Ana Maria Cemin – 31/10/2024
Quem acompanha de perto a história de Marcos Soares Moreira, de Serra, ES, desde que foi preso em 8 de janeiro do ano passado, sabe o quanto ele sofreu e o estado abalado em que se encontra por conta da forma como foi tratado pelo Estado Brasileiro.
Primeiro ele ficou preso quatro meses no Papuda; depois ficou alguns meses com tornozeleira eletrônica e uma série de restrições; e então foi preso novamente por determinação do ministro Alexandre de Moraes. Esse segundo tempo de cárcere foi mais longo: de setembro do ano passado a abril desse ano. A sua defesa conseguiu que fosse transferido para casa para uma prisão domiciliar que durou até agora, ou seja, sete meses dentro de casa.
Hoje, 31 de outubro, Marcos deu um passo para sair desse sofrimento com a retirada da tornozeleira, após a homologação do Acordo de Não Persecução Penal (ANPP).
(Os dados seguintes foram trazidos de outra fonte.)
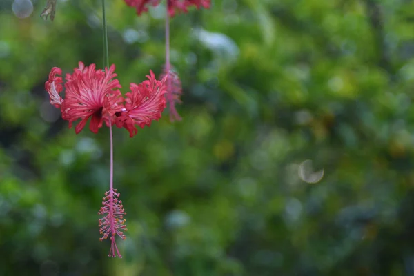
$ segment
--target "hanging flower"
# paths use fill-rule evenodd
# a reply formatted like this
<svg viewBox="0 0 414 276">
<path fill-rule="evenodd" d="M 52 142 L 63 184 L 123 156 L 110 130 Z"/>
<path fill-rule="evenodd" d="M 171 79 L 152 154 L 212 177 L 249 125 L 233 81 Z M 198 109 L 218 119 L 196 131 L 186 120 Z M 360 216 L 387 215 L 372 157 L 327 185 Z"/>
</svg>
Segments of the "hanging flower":
<svg viewBox="0 0 414 276">
<path fill-rule="evenodd" d="M 117 126 L 126 128 L 130 137 L 138 131 L 135 125 L 141 128 L 145 126 L 150 126 L 153 120 L 161 118 L 166 107 L 166 78 L 157 81 L 152 71 L 146 77 L 148 79 L 140 84 L 130 84 L 131 92 L 125 95 L 125 110 L 119 115 L 117 120 Z"/>
<path fill-rule="evenodd" d="M 134 7 L 137 10 L 137 14 L 141 15 L 143 12 L 148 11 L 148 6 L 156 6 L 160 0 L 125 0 L 126 5 Z"/>
<path fill-rule="evenodd" d="M 197 9 L 199 9 L 203 6 L 204 8 L 210 8 L 211 5 L 211 0 L 187 0 L 190 5 L 194 5 Z"/>
<path fill-rule="evenodd" d="M 158 6 L 160 0 L 124 0 L 126 5 L 134 7 L 137 10 L 137 14 L 141 15 L 143 12 L 148 11 L 148 6 Z M 210 0 L 166 0 L 170 17 L 174 17 L 177 12 L 187 12 L 190 6 L 195 6 L 197 8 L 203 6 L 210 8 Z"/>
<path fill-rule="evenodd" d="M 166 80 L 166 85 L 167 87 L 166 98 L 170 108 L 170 121 L 181 121 L 181 117 L 177 112 L 175 104 L 181 103 L 180 99 L 182 94 L 181 83 L 178 74 L 172 70 L 169 70 L 168 72 L 166 72 L 166 68 L 170 66 L 166 66 L 164 72 L 161 75 L 161 77 L 164 78 L 165 76 L 167 76 Z"/>
<path fill-rule="evenodd" d="M 142 83 L 130 84 L 131 92 L 124 99 L 118 88 L 119 81 L 114 79 L 115 66 L 105 71 L 95 69 L 95 65 L 85 66 L 79 63 L 72 74 L 67 74 L 64 83 L 65 98 L 61 96 L 63 79 L 61 69 L 55 67 L 45 83 L 50 103 L 60 108 L 62 118 L 69 121 L 69 128 L 75 121 L 81 121 L 75 127 L 76 134 L 85 127 L 89 118 L 89 128 L 97 133 L 105 121 L 109 126 L 116 124 L 125 127 L 133 137 L 137 132 L 135 124 L 150 126 L 152 120 L 158 120 L 166 107 L 164 94 L 166 92 L 165 79 L 157 81 L 151 71 L 148 80 Z M 124 105 L 125 101 L 125 105 Z"/>
<path fill-rule="evenodd" d="M 112 79 L 117 77 L 115 70 L 113 64 L 103 72 L 95 70 L 95 64 L 84 67 L 79 62 L 79 68 L 75 68 L 73 74 L 66 75 L 61 111 L 63 119 L 69 121 L 69 128 L 72 122 L 81 119 L 75 128 L 76 134 L 82 130 L 90 117 L 89 128 L 97 133 L 104 120 L 108 124 L 110 117 L 124 108 L 121 92 L 117 89 L 121 88 L 121 85 L 117 79 Z M 104 104 L 106 99 L 107 104 Z M 111 121 L 115 121 L 115 118 Z"/>
</svg>

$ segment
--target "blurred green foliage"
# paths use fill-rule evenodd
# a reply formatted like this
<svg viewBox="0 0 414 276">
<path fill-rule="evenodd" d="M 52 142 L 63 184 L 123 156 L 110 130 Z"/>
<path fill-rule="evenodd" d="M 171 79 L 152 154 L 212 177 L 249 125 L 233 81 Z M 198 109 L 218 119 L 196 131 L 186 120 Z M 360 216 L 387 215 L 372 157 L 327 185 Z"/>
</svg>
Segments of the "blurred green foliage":
<svg viewBox="0 0 414 276">
<path fill-rule="evenodd" d="M 125 93 L 161 72 L 164 8 L 106 2 Z M 103 66 L 100 1 L 58 1 L 52 23 L 46 1 L 26 19 L 12 3 L 0 3 L 1 275 L 414 275 L 413 1 L 213 0 L 175 17 L 183 121 L 166 110 L 133 139 L 115 130 L 122 259 L 99 241 L 108 130 L 76 135 L 44 90 L 53 66 Z"/>
</svg>

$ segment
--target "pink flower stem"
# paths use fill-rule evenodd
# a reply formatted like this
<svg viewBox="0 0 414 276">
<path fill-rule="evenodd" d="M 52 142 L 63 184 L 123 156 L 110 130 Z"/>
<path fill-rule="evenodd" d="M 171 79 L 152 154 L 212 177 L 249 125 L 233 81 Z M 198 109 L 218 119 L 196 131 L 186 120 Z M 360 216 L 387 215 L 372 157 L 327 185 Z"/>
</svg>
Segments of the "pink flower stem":
<svg viewBox="0 0 414 276">
<path fill-rule="evenodd" d="M 109 195 L 110 198 L 110 208 L 112 212 L 113 204 L 113 189 L 114 189 L 114 143 L 112 133 L 112 124 L 109 118 L 109 137 L 110 137 L 110 165 L 109 168 Z"/>
<path fill-rule="evenodd" d="M 170 72 L 170 14 L 168 13 L 168 3 L 167 0 L 166 12 L 166 72 Z M 169 78 L 168 78 L 169 79 Z"/>
</svg>

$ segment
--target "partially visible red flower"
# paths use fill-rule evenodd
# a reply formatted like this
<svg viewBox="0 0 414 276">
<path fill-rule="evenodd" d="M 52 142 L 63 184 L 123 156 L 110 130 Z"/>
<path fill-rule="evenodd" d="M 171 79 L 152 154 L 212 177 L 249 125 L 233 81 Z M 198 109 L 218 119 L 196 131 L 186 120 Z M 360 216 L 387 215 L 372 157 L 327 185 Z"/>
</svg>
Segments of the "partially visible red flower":
<svg viewBox="0 0 414 276">
<path fill-rule="evenodd" d="M 190 5 L 194 5 L 197 8 L 200 8 L 203 6 L 204 8 L 210 8 L 211 0 L 187 0 L 190 2 Z"/>
<path fill-rule="evenodd" d="M 160 0 L 125 0 L 125 3 L 130 7 L 134 7 L 137 10 L 137 14 L 141 15 L 143 12 L 148 11 L 148 6 L 151 5 L 156 6 Z"/>
<path fill-rule="evenodd" d="M 187 12 L 187 7 L 190 6 L 188 0 L 167 0 L 168 14 L 172 17 L 176 12 Z"/>
<path fill-rule="evenodd" d="M 89 128 L 97 133 L 103 121 L 107 124 L 117 111 L 121 111 L 124 106 L 124 99 L 120 88 L 121 85 L 114 73 L 115 66 L 112 65 L 109 70 L 95 70 L 95 65 L 85 67 L 79 62 L 79 68 L 74 70 L 73 74 L 66 75 L 65 83 L 65 100 L 61 106 L 62 117 L 69 121 L 69 128 L 72 123 L 81 119 L 76 126 L 76 134 L 83 129 L 88 119 L 91 117 Z M 104 104 L 105 101 L 107 104 Z M 110 108 L 110 110 L 108 108 Z M 111 120 L 115 122 L 115 118 Z"/>
<path fill-rule="evenodd" d="M 135 125 L 150 126 L 153 120 L 161 118 L 166 108 L 166 78 L 157 81 L 152 71 L 146 77 L 148 79 L 140 84 L 130 84 L 131 92 L 125 95 L 125 110 L 117 114 L 117 126 L 126 128 L 130 137 L 138 131 Z"/>
<path fill-rule="evenodd" d="M 148 11 L 148 6 L 154 7 L 159 4 L 161 0 L 124 0 L 126 5 L 134 7 L 137 10 L 137 14 L 141 15 L 143 12 Z M 174 17 L 177 12 L 187 12 L 188 8 L 195 6 L 197 8 L 201 6 L 205 8 L 210 8 L 210 0 L 166 0 L 170 17 Z"/>
<path fill-rule="evenodd" d="M 57 67 L 52 68 L 49 73 L 49 80 L 45 83 L 45 88 L 49 93 L 50 103 L 60 108 L 63 102 L 63 99 L 60 96 L 60 93 L 63 90 L 62 86 L 63 81 L 61 77 L 57 76 L 58 75 L 62 75 L 61 69 Z"/>
<path fill-rule="evenodd" d="M 172 70 L 170 70 L 168 72 L 165 72 L 164 70 L 161 78 L 165 76 L 167 76 L 166 80 L 166 85 L 167 87 L 166 98 L 167 99 L 170 107 L 170 121 L 181 121 L 181 117 L 177 112 L 177 109 L 175 109 L 176 103 L 181 103 L 180 97 L 182 94 L 182 88 L 179 77 L 178 77 L 178 74 Z"/>
</svg>

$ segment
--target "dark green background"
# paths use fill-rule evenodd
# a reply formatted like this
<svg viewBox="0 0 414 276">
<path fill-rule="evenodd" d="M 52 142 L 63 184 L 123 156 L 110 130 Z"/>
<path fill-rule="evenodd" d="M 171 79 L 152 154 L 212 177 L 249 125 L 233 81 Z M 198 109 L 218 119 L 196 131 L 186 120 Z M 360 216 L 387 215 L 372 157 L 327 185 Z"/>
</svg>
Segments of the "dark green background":
<svg viewBox="0 0 414 276">
<path fill-rule="evenodd" d="M 115 129 L 122 259 L 99 240 L 108 129 L 76 135 L 44 90 L 53 66 L 103 66 L 101 2 L 59 1 L 54 22 L 45 2 L 26 19 L 0 3 L 0 275 L 414 275 L 413 1 L 213 0 L 174 18 L 182 121 Z M 106 2 L 125 93 L 161 72 L 164 7 Z"/>
</svg>

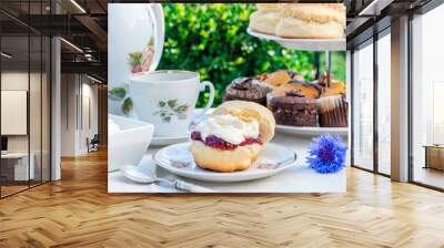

Pelo acordo, ele prestará 150 horas de serviço à comunidade, participará do curso “Democracia, Estado de Direito e Golpe de Estado” e não poderá utilizar redes sociais até concluir essas exigências. Quanto à multa de R$ 5 mil, ele recebeu isenção devido às dificuldades financeiras pelas quais passa no momento.
Detalhe: para o acordo acontecer, Marcos teve que assumir a culpa, ou seja, dizer que fez parte de uma organização que pretendia um golpe de estado. Essa foi a exigência para a tortura encerrar.
“O Marcos já não aguentava mais ver o sofrimento dos familiares em busca do seu sustento, pois, muito embora estivesse em casa, a prisão domiciliar manteve as mesmas características da prisão em regime fechado. Não podia trabalhar, tanto que em mais de uma oportunidade foi realizado o pedido para trabalhar e foi negado. Não podia ir à casa dos familiares, não podia, enfim, fazer nada, a não ser, tomar remédios controlados e dormir na esperança de que em algum momento o milagre da anistia ocorresse ou a justiça fosse feita e reconhecesse de que ele não praticou nenhum crime. Como nem um ou outro resultado saiu, ele decidiu propor o ANPP e este foi aceito. Agora iremos esperar o inicio do cumprimento das condições – esperamos que seja logo, pois, ele deseja refazer sua vida sem qualquer dívida com a justiça ou com quem quer que seja, como sempre fez“, diz a advogada Maria Margarida de Moura Silva.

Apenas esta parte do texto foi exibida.